The Internet was on fire yesterday: not only has Yahoo! named Marissa Mayer, a (relatively) young woman, as its new CEO, but—gasp!—she’s pregnant. Nerds and feminists alike wondered whether she can turn Yahoo! around, whether she’s being set up to get pushed off the glass cliff, and whether her pregnancy will interfere with her new role. My first thought was: will Mayer continue to blaze trails for women from her new position, or will she pull the ladder up behind her? There are already some hints that it could be option two.
Many women felt a boost of optimism from the historic nature of this appointment. TechCrunch postulated that she may be the first pregnant Fortune 500 CEO. And even if she weren’t expecting, there are few women at the helm of large tech companies, so adding another is still a pretty big deal. (The number of women running a Fortune 500 company jumped 5 percent yesterday, from nineteen to twenty.)
But will she help make progress like hers possible for other women? That’s an open question. Remember that Atlantic article by Ann-Marie Slaughter a few weeks ago about work-family balance? One of Slaughter’s key goals for creating a work environment that’s more family-friendly is to get women into positions of power. She wrote, “The best hope for improving the lot of all women…is to close the leadership gap: to elect a woman president and 50 woman senators; to ensure that women are equally represented in the ranks of corporate executives and judicial leaders.” It would seem, then, that just having Mayer in the job would necessarily lead to greater gender equality.

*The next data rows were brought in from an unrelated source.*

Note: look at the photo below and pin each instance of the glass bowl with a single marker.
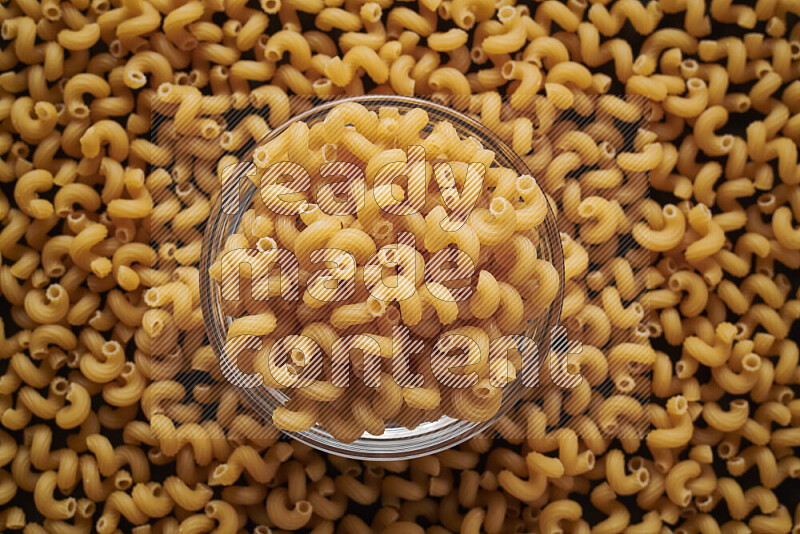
(397, 442)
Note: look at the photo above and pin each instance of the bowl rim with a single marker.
(419, 444)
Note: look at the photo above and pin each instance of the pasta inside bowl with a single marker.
(402, 274)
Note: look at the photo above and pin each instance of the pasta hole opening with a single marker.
(590, 457)
(80, 111)
(766, 201)
(506, 14)
(226, 141)
(59, 387)
(54, 292)
(128, 369)
(695, 84)
(743, 104)
(138, 78)
(271, 6)
(87, 509)
(164, 90)
(751, 362)
(498, 206)
(741, 330)
(675, 284)
(110, 348)
(372, 12)
(6, 31)
(304, 507)
(220, 71)
(152, 297)
(220, 471)
(52, 13)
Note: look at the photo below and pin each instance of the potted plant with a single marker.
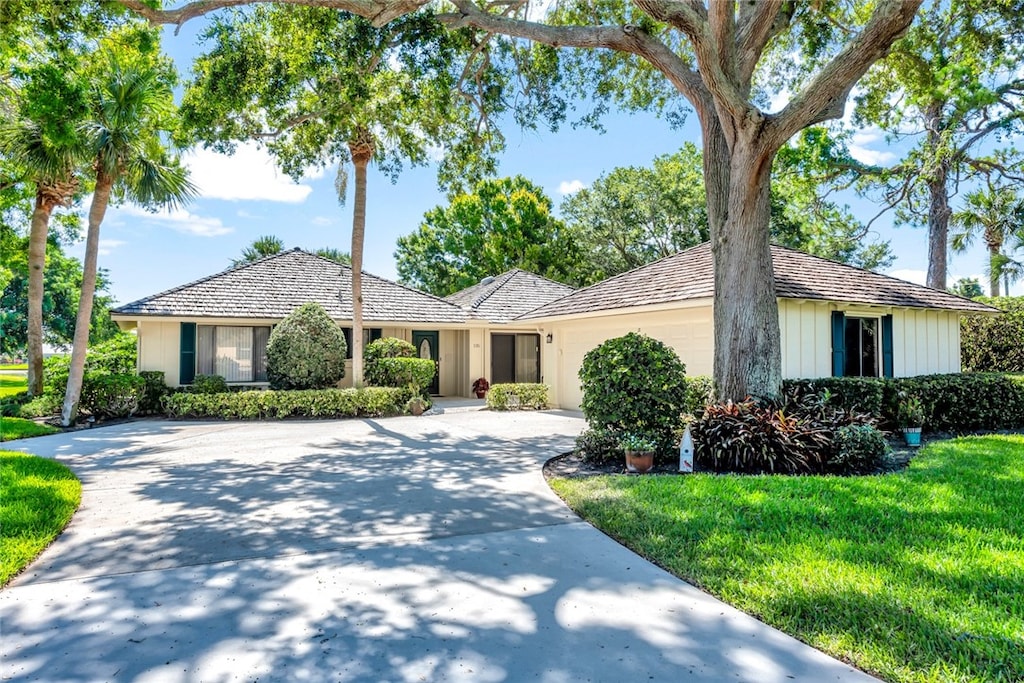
(639, 451)
(910, 417)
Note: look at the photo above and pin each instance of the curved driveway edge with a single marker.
(408, 549)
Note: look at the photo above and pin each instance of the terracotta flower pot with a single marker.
(639, 462)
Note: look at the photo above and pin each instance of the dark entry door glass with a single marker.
(502, 358)
(426, 347)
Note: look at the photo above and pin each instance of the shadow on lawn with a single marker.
(340, 584)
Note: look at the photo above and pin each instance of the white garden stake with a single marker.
(686, 452)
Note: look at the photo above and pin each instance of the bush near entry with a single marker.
(634, 383)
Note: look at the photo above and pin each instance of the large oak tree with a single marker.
(710, 53)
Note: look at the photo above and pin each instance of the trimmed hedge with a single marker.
(526, 396)
(994, 343)
(403, 372)
(368, 401)
(113, 395)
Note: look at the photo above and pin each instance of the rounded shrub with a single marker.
(634, 383)
(859, 450)
(377, 371)
(306, 350)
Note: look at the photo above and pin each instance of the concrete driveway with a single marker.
(407, 549)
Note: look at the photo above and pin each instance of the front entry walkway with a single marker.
(408, 549)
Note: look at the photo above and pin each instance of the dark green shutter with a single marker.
(186, 369)
(839, 343)
(887, 345)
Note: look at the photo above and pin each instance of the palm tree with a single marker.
(995, 212)
(131, 103)
(264, 246)
(46, 151)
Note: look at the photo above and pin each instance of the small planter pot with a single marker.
(639, 462)
(911, 435)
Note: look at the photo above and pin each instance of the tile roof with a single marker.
(690, 274)
(272, 287)
(508, 296)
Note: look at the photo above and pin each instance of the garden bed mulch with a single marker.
(571, 466)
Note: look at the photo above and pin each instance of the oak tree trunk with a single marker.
(76, 375)
(363, 152)
(748, 346)
(938, 205)
(38, 231)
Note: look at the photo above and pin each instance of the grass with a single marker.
(11, 384)
(38, 498)
(12, 428)
(912, 577)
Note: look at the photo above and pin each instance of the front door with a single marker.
(426, 347)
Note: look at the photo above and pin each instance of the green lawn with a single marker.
(37, 499)
(11, 428)
(912, 577)
(11, 384)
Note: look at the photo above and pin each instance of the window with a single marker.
(861, 337)
(237, 353)
(862, 346)
(369, 335)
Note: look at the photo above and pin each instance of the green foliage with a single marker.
(38, 497)
(913, 575)
(208, 384)
(994, 343)
(858, 394)
(323, 79)
(261, 247)
(108, 395)
(153, 394)
(969, 288)
(385, 347)
(517, 396)
(635, 215)
(635, 383)
(504, 223)
(306, 350)
(415, 373)
(368, 401)
(858, 450)
(753, 439)
(12, 428)
(599, 445)
(61, 289)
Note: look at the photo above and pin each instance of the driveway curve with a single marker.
(407, 549)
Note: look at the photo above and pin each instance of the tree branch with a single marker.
(626, 39)
(378, 11)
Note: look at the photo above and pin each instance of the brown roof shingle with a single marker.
(274, 286)
(690, 274)
(508, 296)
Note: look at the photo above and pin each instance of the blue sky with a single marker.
(243, 197)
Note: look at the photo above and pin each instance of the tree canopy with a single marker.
(504, 223)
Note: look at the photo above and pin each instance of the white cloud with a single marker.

But the problem with Slaughter’s hypothesis is that this form of “trickle-down feminism,” as coined by Tressie McMillan Cottom, may not in fact trickle down. In her exclusive interview with Fortune announcing the pregnancy, Mayer was already talking tough about working through her maternity leave. “I like to stay in the rhythm of things,” she told Fortune. “My maternity leave will be a few weeks long and I’ll work throughout it.”
That may be easy for her to say, but her behavior will inevitably become the model for what’s considered the norm for all the women working under her. If the boss is only out a few weeks and doesn’t even take real time off of work, why should a lower-down pregnant employee expect that she could take the full twelve (unpaid) weeks allotted to her by the FMLA and not raise a few eyebrows?